In [17]:
import torch
import torch.nn as nn
import torch.optim as optim
import torch.nn.functional as F
import torchmetrics
from sklearn.model_selection import KFold
from torch.utils.data import DataLoader, TensorDataset, SubsetRandomSampler
from tqdm import tqdm
from sklearn.datasets import fetch_20newsgroups
from sklearn.pipeline import Pipeline
from sklearn.feature_extraction.text import CountVectorizer
from sklearn.feature_extraction.text import TfidfTransformer
from sklearn.decomposition import TruncatedSVD
from nltk.stem.snowball import SnowballStemmer

  warn(f"Failed to load image Python extension: {e}")


Load data

In [18]:
train = fetch_20newsgroups(subset='train', shuffle=True)
print(dir(train))
print(len(train.data))
print("Target names:", train.target_names)
print("------------------------------------")
for text, label in zip(train.data[:2], train.target[:2]):
    print("Text:", text[:100])
    print("Label:", train.target_names[label])
    print("------------------------------------")

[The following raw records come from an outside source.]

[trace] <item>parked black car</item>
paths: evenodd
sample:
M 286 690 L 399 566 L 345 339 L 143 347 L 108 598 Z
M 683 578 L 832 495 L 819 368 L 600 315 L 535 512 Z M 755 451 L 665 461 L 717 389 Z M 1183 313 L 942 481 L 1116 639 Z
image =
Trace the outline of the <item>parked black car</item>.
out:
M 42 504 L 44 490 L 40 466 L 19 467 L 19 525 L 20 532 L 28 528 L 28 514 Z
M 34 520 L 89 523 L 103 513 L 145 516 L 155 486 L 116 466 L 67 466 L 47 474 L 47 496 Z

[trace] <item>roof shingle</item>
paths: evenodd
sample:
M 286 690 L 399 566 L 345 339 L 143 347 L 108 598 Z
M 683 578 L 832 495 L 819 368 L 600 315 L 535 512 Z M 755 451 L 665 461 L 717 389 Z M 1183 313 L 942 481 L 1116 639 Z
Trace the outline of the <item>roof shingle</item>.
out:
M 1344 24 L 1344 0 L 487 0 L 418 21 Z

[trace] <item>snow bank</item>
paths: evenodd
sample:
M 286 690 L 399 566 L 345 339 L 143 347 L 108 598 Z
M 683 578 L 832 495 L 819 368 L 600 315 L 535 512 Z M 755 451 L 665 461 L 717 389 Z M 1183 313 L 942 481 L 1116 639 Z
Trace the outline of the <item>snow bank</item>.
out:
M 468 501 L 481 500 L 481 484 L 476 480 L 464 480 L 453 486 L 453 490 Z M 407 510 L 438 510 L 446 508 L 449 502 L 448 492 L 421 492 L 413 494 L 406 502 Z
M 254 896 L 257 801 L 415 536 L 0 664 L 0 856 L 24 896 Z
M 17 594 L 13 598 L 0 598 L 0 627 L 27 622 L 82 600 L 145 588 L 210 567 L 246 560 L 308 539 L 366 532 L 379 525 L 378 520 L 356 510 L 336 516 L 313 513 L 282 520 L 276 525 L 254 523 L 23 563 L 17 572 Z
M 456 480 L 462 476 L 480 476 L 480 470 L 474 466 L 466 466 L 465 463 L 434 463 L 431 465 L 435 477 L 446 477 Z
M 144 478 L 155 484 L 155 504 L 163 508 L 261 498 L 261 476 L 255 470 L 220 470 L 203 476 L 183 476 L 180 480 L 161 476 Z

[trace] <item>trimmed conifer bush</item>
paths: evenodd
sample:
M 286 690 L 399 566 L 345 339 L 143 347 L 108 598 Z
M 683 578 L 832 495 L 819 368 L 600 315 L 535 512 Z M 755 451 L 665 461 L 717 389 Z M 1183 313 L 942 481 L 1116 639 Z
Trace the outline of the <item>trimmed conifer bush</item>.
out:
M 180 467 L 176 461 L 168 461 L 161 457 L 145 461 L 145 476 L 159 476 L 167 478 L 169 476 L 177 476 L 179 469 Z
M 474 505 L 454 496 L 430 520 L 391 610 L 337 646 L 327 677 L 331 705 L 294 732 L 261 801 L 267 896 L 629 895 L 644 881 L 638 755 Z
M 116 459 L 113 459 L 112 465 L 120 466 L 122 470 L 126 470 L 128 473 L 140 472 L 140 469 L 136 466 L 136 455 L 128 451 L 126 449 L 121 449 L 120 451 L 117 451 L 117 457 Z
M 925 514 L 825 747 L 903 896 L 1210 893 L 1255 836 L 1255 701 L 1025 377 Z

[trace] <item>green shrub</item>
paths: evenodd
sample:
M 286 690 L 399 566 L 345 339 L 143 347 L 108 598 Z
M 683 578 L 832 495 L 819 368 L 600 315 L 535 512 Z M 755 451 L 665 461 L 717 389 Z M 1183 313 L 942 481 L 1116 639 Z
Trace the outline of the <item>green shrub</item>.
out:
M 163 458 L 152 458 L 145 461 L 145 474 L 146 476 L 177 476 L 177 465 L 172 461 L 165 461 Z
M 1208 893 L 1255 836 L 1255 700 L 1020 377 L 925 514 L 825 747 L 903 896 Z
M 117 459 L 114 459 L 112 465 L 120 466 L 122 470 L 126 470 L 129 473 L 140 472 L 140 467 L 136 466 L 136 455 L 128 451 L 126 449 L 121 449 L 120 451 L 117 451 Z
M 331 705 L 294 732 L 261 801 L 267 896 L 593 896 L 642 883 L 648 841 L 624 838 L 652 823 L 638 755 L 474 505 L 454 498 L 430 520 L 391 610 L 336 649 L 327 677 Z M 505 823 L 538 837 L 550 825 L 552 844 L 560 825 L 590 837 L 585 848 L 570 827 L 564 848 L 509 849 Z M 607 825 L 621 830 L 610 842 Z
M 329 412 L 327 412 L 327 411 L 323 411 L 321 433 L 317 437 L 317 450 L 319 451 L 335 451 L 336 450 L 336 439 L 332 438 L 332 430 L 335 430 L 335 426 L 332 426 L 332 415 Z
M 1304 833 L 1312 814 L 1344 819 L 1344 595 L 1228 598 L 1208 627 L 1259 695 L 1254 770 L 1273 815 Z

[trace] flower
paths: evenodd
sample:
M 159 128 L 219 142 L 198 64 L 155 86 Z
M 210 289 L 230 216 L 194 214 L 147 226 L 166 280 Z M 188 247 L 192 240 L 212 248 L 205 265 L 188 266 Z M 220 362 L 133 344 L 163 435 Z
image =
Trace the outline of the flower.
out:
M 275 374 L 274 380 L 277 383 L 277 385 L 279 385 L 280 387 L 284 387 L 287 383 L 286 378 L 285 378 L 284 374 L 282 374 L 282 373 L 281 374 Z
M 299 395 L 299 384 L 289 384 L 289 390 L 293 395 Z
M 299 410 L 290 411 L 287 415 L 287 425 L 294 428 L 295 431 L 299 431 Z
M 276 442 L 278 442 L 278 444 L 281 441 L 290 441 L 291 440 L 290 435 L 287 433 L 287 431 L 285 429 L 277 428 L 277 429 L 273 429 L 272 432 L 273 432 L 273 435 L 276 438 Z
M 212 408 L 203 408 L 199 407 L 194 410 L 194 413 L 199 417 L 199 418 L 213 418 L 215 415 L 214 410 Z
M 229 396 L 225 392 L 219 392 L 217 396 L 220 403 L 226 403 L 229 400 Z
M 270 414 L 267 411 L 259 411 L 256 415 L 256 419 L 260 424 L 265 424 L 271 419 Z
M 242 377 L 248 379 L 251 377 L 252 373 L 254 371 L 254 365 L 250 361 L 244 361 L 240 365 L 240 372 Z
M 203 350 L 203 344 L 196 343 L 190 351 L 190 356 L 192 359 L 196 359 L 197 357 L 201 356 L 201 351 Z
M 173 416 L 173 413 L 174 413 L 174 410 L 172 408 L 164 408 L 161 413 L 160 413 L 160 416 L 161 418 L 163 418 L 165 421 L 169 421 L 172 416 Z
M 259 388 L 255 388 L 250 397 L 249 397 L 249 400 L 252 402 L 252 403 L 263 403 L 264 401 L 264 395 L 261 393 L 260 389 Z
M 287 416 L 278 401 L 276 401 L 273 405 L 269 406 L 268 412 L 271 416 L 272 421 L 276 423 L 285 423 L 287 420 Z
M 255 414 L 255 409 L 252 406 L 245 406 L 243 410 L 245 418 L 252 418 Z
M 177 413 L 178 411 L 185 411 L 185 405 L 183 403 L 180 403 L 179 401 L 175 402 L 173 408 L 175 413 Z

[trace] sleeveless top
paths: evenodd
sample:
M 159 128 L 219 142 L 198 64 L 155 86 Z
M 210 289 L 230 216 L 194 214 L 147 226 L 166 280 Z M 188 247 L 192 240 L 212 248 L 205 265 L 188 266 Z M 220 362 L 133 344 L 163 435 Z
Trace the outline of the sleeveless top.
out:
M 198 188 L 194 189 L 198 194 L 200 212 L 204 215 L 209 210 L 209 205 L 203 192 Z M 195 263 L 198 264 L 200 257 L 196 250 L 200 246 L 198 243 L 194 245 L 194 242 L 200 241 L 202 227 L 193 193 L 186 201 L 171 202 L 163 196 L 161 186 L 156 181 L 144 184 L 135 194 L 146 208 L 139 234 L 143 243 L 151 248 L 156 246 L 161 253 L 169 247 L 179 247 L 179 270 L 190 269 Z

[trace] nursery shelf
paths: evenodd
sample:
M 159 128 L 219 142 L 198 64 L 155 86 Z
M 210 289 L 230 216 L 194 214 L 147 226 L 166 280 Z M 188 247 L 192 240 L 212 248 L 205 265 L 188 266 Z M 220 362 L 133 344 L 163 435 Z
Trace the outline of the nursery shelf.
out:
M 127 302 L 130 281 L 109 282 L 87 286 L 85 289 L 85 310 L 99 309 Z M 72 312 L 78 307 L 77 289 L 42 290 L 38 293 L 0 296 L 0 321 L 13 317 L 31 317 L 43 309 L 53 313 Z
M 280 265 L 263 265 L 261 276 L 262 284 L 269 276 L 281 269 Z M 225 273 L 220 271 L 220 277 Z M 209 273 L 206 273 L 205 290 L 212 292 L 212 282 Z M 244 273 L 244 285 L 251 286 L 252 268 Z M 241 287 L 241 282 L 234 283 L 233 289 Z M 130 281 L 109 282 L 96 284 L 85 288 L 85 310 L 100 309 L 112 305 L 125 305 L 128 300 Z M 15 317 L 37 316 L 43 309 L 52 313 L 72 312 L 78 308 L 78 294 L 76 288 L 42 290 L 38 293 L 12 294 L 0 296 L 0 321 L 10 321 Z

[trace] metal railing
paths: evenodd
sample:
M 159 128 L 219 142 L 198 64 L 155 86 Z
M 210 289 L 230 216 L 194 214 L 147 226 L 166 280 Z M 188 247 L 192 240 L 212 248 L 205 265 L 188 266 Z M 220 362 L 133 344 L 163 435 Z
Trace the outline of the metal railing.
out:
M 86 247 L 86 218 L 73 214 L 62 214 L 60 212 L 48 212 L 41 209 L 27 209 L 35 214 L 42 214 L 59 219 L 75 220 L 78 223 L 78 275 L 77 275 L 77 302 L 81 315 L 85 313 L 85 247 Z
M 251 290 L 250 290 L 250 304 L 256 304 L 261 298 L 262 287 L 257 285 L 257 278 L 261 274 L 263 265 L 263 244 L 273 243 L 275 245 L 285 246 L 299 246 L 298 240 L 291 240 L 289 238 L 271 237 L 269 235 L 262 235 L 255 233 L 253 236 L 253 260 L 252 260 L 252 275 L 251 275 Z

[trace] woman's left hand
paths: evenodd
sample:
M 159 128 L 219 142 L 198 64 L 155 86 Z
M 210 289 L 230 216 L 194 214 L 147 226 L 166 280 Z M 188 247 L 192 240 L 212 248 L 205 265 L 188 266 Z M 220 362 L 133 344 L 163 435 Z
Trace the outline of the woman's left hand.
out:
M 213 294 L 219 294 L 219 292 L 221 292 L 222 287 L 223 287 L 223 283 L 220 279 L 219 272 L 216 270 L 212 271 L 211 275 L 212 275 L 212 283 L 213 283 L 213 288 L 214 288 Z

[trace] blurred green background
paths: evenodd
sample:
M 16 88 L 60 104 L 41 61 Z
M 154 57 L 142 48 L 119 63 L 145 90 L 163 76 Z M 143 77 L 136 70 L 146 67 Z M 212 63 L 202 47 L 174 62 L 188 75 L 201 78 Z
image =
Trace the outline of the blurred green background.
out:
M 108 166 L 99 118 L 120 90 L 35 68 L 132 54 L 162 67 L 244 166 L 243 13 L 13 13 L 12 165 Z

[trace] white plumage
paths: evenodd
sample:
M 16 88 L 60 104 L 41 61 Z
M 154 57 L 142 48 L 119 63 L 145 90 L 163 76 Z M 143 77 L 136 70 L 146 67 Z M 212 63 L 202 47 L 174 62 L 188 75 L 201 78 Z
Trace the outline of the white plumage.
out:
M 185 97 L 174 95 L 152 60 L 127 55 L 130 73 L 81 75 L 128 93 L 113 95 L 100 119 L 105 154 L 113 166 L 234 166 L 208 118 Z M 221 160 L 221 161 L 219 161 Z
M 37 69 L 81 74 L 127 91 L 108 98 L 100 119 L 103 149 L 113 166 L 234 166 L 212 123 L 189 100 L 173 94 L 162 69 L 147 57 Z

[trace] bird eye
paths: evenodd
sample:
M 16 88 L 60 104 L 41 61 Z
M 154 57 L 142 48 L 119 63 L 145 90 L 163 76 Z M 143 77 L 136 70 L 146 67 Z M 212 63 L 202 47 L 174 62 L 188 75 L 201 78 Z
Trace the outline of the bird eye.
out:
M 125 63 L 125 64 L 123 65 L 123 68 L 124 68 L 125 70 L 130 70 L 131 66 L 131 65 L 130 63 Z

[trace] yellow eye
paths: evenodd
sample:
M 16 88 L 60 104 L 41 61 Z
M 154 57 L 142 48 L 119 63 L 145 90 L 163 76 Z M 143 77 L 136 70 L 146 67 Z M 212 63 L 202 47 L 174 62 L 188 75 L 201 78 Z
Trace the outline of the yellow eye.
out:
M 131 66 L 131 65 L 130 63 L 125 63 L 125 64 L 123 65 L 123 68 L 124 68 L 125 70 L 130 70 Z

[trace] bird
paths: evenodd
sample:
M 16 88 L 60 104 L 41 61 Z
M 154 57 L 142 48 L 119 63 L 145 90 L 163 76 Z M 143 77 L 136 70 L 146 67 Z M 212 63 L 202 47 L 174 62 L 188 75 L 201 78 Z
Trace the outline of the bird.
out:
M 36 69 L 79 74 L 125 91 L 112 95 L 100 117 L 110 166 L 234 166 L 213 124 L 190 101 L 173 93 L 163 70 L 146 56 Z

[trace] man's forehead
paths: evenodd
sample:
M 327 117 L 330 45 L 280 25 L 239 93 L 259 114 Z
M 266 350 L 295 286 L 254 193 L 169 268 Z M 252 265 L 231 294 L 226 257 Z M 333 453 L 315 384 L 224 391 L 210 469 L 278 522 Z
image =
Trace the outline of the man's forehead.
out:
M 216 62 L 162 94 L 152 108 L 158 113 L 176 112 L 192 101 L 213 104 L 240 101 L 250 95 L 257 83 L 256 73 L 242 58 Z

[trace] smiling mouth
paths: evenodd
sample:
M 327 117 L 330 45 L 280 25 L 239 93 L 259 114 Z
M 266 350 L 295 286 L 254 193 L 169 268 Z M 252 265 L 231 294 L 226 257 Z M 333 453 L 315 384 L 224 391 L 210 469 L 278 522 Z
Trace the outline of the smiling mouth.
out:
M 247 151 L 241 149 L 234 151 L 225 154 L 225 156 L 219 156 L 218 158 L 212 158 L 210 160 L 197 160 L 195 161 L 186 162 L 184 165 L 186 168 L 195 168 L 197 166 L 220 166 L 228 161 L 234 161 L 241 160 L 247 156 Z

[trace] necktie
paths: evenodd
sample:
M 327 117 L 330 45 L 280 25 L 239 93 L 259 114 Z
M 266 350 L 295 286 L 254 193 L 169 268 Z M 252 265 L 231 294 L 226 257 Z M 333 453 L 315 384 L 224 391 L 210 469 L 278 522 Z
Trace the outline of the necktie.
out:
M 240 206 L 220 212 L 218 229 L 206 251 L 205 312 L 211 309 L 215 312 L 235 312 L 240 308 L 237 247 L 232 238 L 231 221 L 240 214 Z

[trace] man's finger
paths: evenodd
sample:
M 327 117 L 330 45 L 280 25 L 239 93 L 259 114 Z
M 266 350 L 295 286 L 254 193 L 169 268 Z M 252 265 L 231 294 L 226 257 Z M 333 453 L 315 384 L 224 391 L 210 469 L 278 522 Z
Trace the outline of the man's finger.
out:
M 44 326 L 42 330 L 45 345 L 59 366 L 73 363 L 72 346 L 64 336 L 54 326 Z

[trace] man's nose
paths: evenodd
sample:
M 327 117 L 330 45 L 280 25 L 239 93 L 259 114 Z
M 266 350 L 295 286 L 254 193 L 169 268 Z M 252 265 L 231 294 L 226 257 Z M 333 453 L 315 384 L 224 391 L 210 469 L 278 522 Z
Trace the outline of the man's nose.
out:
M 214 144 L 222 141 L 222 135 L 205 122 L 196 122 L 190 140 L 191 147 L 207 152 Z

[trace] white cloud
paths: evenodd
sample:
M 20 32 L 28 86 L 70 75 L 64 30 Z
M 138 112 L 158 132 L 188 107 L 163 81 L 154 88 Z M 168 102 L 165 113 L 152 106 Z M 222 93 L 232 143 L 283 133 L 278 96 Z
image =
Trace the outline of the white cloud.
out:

['DESCR', 'data', 'filenames', 'target', 'target_names']
11314
Target names: ['alt.atheism', 'comp.graphics', 'comp.os.ms-windows.misc', 'comp.sys.ibm.pc.hardware', 'comp.sys.mac.hardware', 'comp.windows.x', 'misc.forsale', 'rec.autos', 'rec.motorcycles', 'rec.sport.baseball', 'rec.sport.hockey', 'sci.crypt', 'sci.electronics', 'sci.med', 'sci.space', 'soc.religion.christian', 'talk.politics.guns', 'talk.politics.mideast', 'talk.politics.misc', 'talk.religion.misc']
------------------------------------
Text: From: lerxst@wam.umd.edu (where's my thing)
Subject: WHAT car is this!?
Nntp-Posting-Host: rac3.wam.
Label: rec.autos
------------------------------------
Text: From: guykuo@carson.u.washington.edu (Guy Kuo)
Subject: SI Clock Poll - Final Call
Summary: Final ca
Label: comp.sys.mac.hardware
------------------------------------


Preprocessing

In [19]:
stemmer = SnowballStemmer("english", ignore_stopwords=True)
class StemmedCountVectorizer(CountVectorizer):
    def build_analyzer(self):
        analyzer = super(StemmedCountVectorizer, self).build_analyzer()
        return lambda doc: ([stemmer.stem(w) for w in analyzer(doc)])
    
preprocess_pipeline = Pipeline([
    ("vect", StemmedCountVectorizer(stop_words="english", max_features=200)),
    ("tfidf", TfidfTransformer()),
])

In [20]:
train_data = preprocess_pipeline.fit_transform(train.data)

In [21]:
print(f"({len(train.data)}, {len(train.data[0])})")
print(train_data.shape)
train_labels = train.target
print(train_labels.shape)
print(train_labels[0])
number_of_labels = len(train.target_names)
print(number_of_labels)

(11314, 721)
(11314, 200)
(11314,)
7
20


Model definition

In [22]:
class DenseTextClassifier(nn.Module):
    def __init__(self, input_size, output_size):
        super().__init__()
        self.network = nn.Sequential(
            nn.Linear(input_size, 512),
            nn.ReLU(),
            nn.Dropout(0.5),
            nn.Linear(512, 256),
            nn.ReLU(),
            nn.Dropout(0.5),
            nn.Linear(256, output_size)
        )

    def forward(self, x):
        return self.network(x)

Learning

In [31]:
input_size = train_data.shape[1]
hidden_size = 512
output_size = number_of_labels
batch_size = 64
lr = 0.001
num_epochs = 2
k_folds = 5
device = torch.device("cuda" if torch.cuda.is_available() else "cpu")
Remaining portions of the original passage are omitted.